Reading Reviews for I Don't Have a Say
5 Reviews Found

Review #1, by TidalDragon I Don't Have a Say

7th July 2014:

This was an interesting take on the dissolution of the friendship between the Founders.

I think what struck me most about it was how fiery things became. It was obvious from the beginning that relations had been frosty for some time, particularly between Gryffindor and Slytherin, but it was a bold choice to have things actually come to a head in the form of a fight between the two. I think this might have been supplemented by having a bit more honest discussion between the four before it happened, but hey, it's your story.

I did also notice a few spots where some odd grammar and word choice popped up. Just as an example, there was this sequence: "[t]he diadem of a carefully designed raven perched on her head, wearing a sapphire proudly. She was mumbled to herself as if she was carrying a conversion with herself." Here, I see that in the first line you were trying to personify the diadem using "perched" (like a raven would do), but it took a couple of reads to get that (at least for me). With the second line, the two uses of "herself" seem awfully close - perhaps you have an alternate option you could use in the first instance?

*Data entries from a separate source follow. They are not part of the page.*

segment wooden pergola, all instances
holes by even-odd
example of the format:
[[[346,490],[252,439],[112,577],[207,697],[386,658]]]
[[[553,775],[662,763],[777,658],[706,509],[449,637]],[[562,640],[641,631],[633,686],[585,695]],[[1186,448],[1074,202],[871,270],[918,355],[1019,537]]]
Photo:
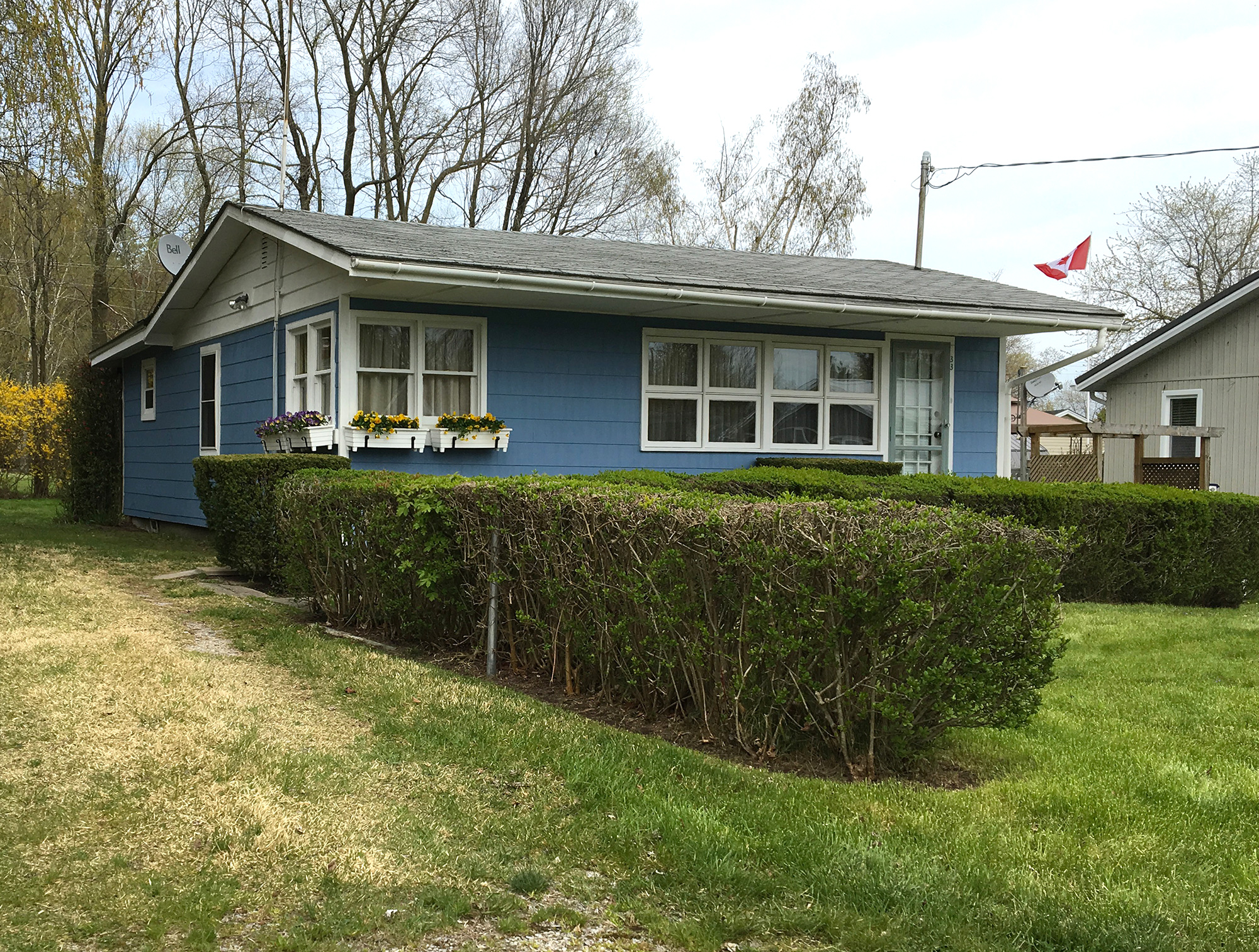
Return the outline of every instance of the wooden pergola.
[[[1171,427],[1157,423],[1029,423],[1019,427],[1019,433],[1031,437],[1031,460],[1027,476],[1032,481],[1053,481],[1041,463],[1041,436],[1089,436],[1093,452],[1047,460],[1074,460],[1074,465],[1058,466],[1069,473],[1065,481],[1102,481],[1102,441],[1132,439],[1132,481],[1161,486],[1205,490],[1211,484],[1211,439],[1224,436],[1224,427]],[[1196,437],[1201,439],[1199,456],[1146,456],[1146,437]],[[1041,470],[1040,475],[1034,470]]]

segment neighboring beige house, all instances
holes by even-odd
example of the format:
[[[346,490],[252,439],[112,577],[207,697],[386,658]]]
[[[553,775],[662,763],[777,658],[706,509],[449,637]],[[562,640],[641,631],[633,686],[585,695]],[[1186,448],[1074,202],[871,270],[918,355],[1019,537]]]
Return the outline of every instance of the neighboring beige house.
[[[1210,481],[1259,495],[1259,272],[1075,379],[1105,394],[1107,424],[1222,427]],[[1146,456],[1200,455],[1195,437],[1149,437]],[[1126,439],[1105,441],[1105,481],[1132,480]]]

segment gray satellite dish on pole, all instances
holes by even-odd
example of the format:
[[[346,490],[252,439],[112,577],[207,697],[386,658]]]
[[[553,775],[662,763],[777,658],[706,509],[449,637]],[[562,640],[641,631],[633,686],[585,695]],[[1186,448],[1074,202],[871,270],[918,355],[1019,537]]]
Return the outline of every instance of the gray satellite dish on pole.
[[[1031,397],[1040,399],[1058,389],[1058,378],[1053,374],[1041,374],[1040,377],[1034,377],[1025,385]]]
[[[157,239],[157,259],[171,275],[178,275],[188,256],[193,253],[188,242],[178,234],[164,234]]]

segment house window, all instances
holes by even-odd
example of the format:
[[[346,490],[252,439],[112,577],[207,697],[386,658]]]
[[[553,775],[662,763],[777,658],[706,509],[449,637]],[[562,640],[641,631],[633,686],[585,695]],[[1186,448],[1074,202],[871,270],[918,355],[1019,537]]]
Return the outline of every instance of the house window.
[[[483,325],[449,317],[359,321],[359,409],[433,422],[483,413]]]
[[[140,361],[140,419],[157,419],[157,360]]]
[[[1202,426],[1201,390],[1165,390],[1163,423],[1172,427]],[[1165,456],[1197,456],[1197,437],[1167,437],[1163,443]]]
[[[332,325],[306,324],[288,332],[288,409],[332,416]]]
[[[771,337],[643,341],[647,448],[875,448],[878,351]]]
[[[219,375],[222,351],[215,344],[201,348],[201,455],[209,456],[219,451]]]

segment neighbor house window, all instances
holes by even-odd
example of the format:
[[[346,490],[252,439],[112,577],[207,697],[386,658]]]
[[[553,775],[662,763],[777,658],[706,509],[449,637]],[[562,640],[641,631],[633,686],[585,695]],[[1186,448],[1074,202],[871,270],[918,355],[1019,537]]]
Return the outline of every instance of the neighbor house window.
[[[201,453],[210,455],[219,451],[219,392],[222,350],[218,344],[201,348],[201,379],[200,379],[200,408],[201,408]]]
[[[647,447],[875,448],[874,348],[663,335],[643,348]]]
[[[460,319],[359,320],[359,409],[422,417],[483,413],[483,325]]]
[[[1163,423],[1172,427],[1202,426],[1201,390],[1165,390]],[[1197,437],[1167,437],[1165,456],[1197,456]]]
[[[157,360],[140,361],[140,419],[157,419]]]
[[[305,324],[288,332],[288,409],[332,416],[332,325]]]

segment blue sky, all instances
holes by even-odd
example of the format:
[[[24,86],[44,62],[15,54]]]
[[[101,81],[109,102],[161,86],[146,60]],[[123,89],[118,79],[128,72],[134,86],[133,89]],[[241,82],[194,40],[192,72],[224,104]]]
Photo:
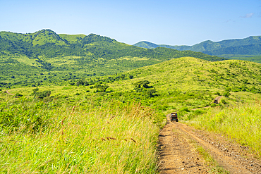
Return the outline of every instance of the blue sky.
[[[0,31],[193,45],[261,35],[261,0],[0,0]]]

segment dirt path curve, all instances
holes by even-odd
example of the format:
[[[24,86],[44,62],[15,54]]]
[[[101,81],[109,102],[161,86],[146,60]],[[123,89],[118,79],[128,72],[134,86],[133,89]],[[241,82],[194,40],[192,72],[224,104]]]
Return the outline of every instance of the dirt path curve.
[[[261,161],[224,139],[180,123],[168,122],[159,134],[160,173],[208,173],[205,160],[195,151],[195,142],[230,173],[261,173]],[[248,158],[243,157],[248,156]]]
[[[10,94],[10,95],[12,95],[12,96],[14,96],[14,95],[15,95],[15,94],[11,94],[11,93],[10,93],[10,92],[9,92],[8,91],[7,91],[7,90],[6,90],[6,93],[7,93],[7,94]]]

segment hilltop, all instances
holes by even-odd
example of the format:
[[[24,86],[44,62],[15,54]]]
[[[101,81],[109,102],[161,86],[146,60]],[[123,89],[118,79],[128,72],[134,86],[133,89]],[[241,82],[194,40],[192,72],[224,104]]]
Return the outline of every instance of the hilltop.
[[[222,56],[226,58],[230,57],[231,55],[257,56],[261,55],[261,36],[250,36],[244,39],[226,39],[219,42],[207,40],[193,46],[155,44],[145,41],[138,42],[134,46],[147,49],[164,47],[180,51],[190,50],[209,55]]]
[[[111,99],[126,103],[135,99],[168,113],[173,110],[212,106],[213,99],[220,95],[229,97],[223,99],[231,104],[252,100],[255,96],[260,97],[260,75],[261,65],[256,63],[238,60],[211,62],[182,57],[119,74],[70,80],[61,87],[51,85],[40,89],[49,89],[54,97],[69,101],[80,100],[83,96],[97,104]],[[99,84],[109,88],[101,88],[100,92],[97,92]],[[13,90],[13,94],[25,91]]]
[[[173,58],[224,58],[167,48],[148,49],[95,34],[0,32],[0,85],[35,85],[115,74]]]

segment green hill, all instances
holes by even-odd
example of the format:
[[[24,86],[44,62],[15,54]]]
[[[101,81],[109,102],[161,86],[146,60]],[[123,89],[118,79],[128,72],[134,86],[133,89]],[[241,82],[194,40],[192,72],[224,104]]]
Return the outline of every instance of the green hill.
[[[229,56],[229,55],[231,54],[261,54],[261,36],[251,36],[245,39],[227,39],[220,42],[207,40],[193,46],[171,46],[166,44],[155,44],[149,42],[140,42],[134,45],[140,47],[150,49],[157,47],[165,47],[180,51],[190,50],[215,56],[226,54]]]
[[[224,58],[191,51],[148,49],[90,34],[0,32],[0,86],[34,85],[115,74],[178,57]]]
[[[261,65],[257,63],[182,57],[120,74],[70,80],[59,86],[51,84],[47,89],[54,97],[69,101],[81,100],[83,96],[97,104],[103,100],[126,103],[135,99],[168,113],[212,106],[213,99],[219,95],[226,96],[224,103],[231,104],[260,97],[260,76]],[[109,88],[102,88],[104,85]],[[24,91],[32,93],[32,89],[11,92],[26,95]]]

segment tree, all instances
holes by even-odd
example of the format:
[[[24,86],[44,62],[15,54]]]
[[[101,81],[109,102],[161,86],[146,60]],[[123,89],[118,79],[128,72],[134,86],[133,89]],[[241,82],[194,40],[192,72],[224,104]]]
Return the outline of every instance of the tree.
[[[96,88],[96,91],[97,92],[105,92],[106,89],[107,89],[108,87],[109,87],[109,86],[108,85],[102,85],[101,84],[95,84],[95,85],[94,86],[94,87]]]

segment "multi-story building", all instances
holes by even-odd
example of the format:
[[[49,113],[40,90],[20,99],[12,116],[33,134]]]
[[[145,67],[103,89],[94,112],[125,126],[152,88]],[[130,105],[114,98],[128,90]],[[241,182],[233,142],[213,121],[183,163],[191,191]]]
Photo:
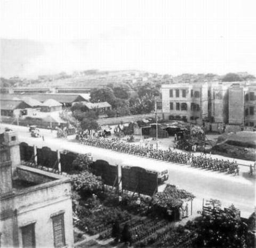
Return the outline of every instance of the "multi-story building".
[[[256,84],[244,88],[244,125],[256,126]]]
[[[173,84],[162,87],[165,119],[256,126],[256,83],[219,82]]]
[[[230,84],[214,82],[209,87],[209,113],[212,122],[228,121],[228,87]]]
[[[13,131],[0,135],[0,246],[73,247],[68,179],[21,165]]]
[[[164,119],[201,122],[208,118],[207,82],[162,86]]]
[[[234,84],[228,88],[228,123],[244,125],[244,87]]]

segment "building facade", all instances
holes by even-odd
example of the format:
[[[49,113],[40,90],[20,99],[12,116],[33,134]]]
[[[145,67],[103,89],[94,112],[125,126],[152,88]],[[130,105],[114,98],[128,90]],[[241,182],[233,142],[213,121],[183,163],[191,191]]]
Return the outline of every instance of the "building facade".
[[[255,127],[256,83],[173,84],[162,87],[164,119]]]
[[[245,87],[244,125],[256,126],[256,84]]]
[[[14,132],[0,140],[1,247],[74,247],[69,180],[21,165]]]
[[[244,125],[244,87],[234,84],[228,88],[228,123]]]
[[[163,117],[165,120],[202,122],[208,118],[208,84],[162,85]]]

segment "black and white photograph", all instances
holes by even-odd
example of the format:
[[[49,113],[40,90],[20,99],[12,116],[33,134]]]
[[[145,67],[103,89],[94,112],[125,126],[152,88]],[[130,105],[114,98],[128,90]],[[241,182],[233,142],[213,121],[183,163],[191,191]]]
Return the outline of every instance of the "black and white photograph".
[[[0,0],[0,247],[256,247],[256,2]]]

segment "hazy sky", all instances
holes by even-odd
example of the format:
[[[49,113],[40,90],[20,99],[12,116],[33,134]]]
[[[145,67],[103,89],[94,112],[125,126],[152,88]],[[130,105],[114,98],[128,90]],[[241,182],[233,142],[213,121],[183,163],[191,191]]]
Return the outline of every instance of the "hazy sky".
[[[30,62],[28,73],[94,68],[256,74],[255,0],[0,2],[2,38],[55,44]]]

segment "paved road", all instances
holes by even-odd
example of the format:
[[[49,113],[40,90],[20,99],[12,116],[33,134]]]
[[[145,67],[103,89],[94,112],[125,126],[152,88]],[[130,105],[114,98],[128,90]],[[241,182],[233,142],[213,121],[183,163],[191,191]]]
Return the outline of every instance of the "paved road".
[[[0,125],[4,127],[6,125]],[[189,166],[156,161],[150,159],[114,152],[103,148],[85,146],[62,139],[53,138],[49,130],[44,130],[44,142],[41,138],[32,138],[24,127],[12,126],[13,130],[19,131],[20,142],[25,142],[30,145],[38,147],[47,146],[52,150],[68,150],[75,152],[91,153],[94,159],[105,159],[110,163],[119,163],[124,160],[132,161],[135,158],[142,167],[145,168],[153,164],[157,168],[168,168],[168,183],[178,185],[195,194],[196,209],[200,210],[203,198],[220,200],[222,206],[227,207],[233,203],[241,210],[243,217],[248,217],[254,211],[255,205],[255,180],[248,176],[248,168],[241,168],[239,176],[225,175],[219,172],[207,171]],[[54,134],[55,135],[55,134]]]

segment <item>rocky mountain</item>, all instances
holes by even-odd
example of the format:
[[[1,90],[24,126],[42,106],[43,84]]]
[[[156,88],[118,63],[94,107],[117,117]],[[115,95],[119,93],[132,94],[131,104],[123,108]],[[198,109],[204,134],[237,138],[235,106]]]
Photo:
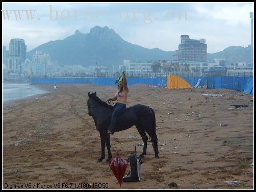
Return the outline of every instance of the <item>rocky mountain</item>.
[[[178,45],[177,45],[177,47]],[[222,51],[208,53],[208,60],[215,58],[226,59],[226,63],[250,62],[250,46],[229,47]],[[27,53],[31,59],[36,51],[49,53],[53,60],[61,66],[80,65],[88,67],[95,65],[116,68],[124,59],[171,60],[175,51],[164,51],[159,48],[147,49],[122,39],[107,26],[96,26],[88,34],[76,30],[74,34],[62,40],[51,41]]]
[[[117,67],[124,59],[168,59],[175,51],[164,51],[159,48],[147,49],[129,43],[113,29],[96,26],[88,34],[76,30],[74,35],[63,40],[51,41],[28,52],[31,59],[36,51],[49,53],[52,60],[60,66],[81,65]]]

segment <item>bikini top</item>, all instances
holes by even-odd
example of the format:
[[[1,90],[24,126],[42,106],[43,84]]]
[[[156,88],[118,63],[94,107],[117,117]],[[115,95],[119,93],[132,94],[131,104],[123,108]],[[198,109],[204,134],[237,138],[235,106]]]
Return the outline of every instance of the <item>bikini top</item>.
[[[119,97],[122,98],[123,97],[122,91],[116,92],[115,96],[118,96]]]

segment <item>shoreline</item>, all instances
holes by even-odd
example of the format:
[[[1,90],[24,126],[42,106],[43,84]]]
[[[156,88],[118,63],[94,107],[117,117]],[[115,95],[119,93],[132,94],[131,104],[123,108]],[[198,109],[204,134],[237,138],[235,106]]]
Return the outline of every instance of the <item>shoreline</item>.
[[[2,97],[3,102],[2,102],[2,105],[3,105],[3,107],[7,107],[9,105],[15,105],[15,103],[17,103],[17,102],[20,102],[20,101],[24,101],[24,100],[31,100],[34,97],[37,97],[36,96],[40,97],[40,95],[43,95],[44,94],[49,93],[51,92],[50,91],[49,91],[49,90],[48,89],[46,89],[45,88],[44,88],[43,87],[41,87],[40,86],[38,86],[39,85],[34,85],[34,84],[27,84],[27,83],[3,83],[3,84],[15,84],[15,85],[22,84],[22,85],[28,85],[28,86],[31,85],[31,86],[32,86],[33,87],[35,87],[35,88],[38,89],[39,91],[45,91],[45,92],[42,92],[41,93],[33,94],[32,95],[25,96],[24,97],[21,97],[21,98],[18,98],[18,99],[12,99],[12,100],[6,101],[3,101],[3,99],[4,99],[4,93],[3,93],[3,97]]]
[[[37,86],[53,89],[52,85]],[[96,163],[100,135],[87,106],[89,91],[106,101],[116,86],[63,84],[57,88],[3,109],[3,185],[105,183],[108,189],[168,189],[175,182],[181,189],[253,188],[252,95],[224,89],[129,86],[127,108],[141,104],[155,111],[160,158],[154,157],[148,142],[141,181],[120,187],[105,162],[107,149],[105,159]],[[249,106],[229,110],[232,105]],[[121,150],[120,156],[127,159],[135,145],[138,154],[142,151],[135,126],[115,133],[110,141],[113,157]],[[126,173],[130,169],[129,164]],[[240,185],[225,182],[235,180]]]

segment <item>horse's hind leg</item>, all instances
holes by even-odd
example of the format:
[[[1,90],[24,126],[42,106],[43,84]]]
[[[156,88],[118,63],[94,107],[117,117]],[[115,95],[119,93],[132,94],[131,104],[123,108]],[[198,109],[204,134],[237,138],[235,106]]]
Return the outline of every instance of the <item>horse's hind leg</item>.
[[[110,150],[110,138],[109,134],[104,134],[104,138],[105,138],[106,145],[107,146],[107,149],[108,149],[108,158],[106,161],[106,163],[109,162],[112,158],[112,155],[111,154],[111,151]]]
[[[146,130],[146,132],[147,133],[150,137],[151,137],[151,142],[152,144],[152,146],[155,151],[155,157],[159,158],[158,156],[158,138],[157,134],[156,134],[156,128],[155,128],[155,131],[149,131],[149,130]]]
[[[105,158],[105,147],[106,147],[106,141],[101,133],[99,133],[100,135],[100,144],[101,145],[101,155],[98,158],[97,162],[101,162],[102,160]]]
[[[142,153],[140,155],[140,156],[141,157],[143,157],[144,155],[145,155],[146,153],[147,153],[147,136],[146,135],[146,133],[145,133],[145,131],[141,129],[140,127],[137,127],[136,126],[136,128],[138,130],[138,131],[139,132],[139,133],[140,134],[140,136],[142,138],[142,140],[143,140],[143,143],[144,143],[144,146],[143,146],[143,151],[142,152]]]

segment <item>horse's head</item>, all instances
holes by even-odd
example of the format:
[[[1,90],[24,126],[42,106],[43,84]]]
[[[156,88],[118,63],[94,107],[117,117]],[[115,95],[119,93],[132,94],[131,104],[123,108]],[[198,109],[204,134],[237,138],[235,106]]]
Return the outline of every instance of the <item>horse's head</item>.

All in all an intriguing story and you deserve hearty congratulations on winning the challenge!

House Cup 2014 Review

Author's Response: HI AGAIN! =D

If they all founded the school together there was probably friendship or mutuality between them, but things must have turned sour. And yes, it was built-up frustration and sometimes people snap from the constant tension.

Um, I didn't want to drag the conversation on just for the fact it is mention they have had the same conversion in the past before.

Yes, I was using personify the diadem and the same word used twice in the sentence is a little tacky. I would have edit that for the better.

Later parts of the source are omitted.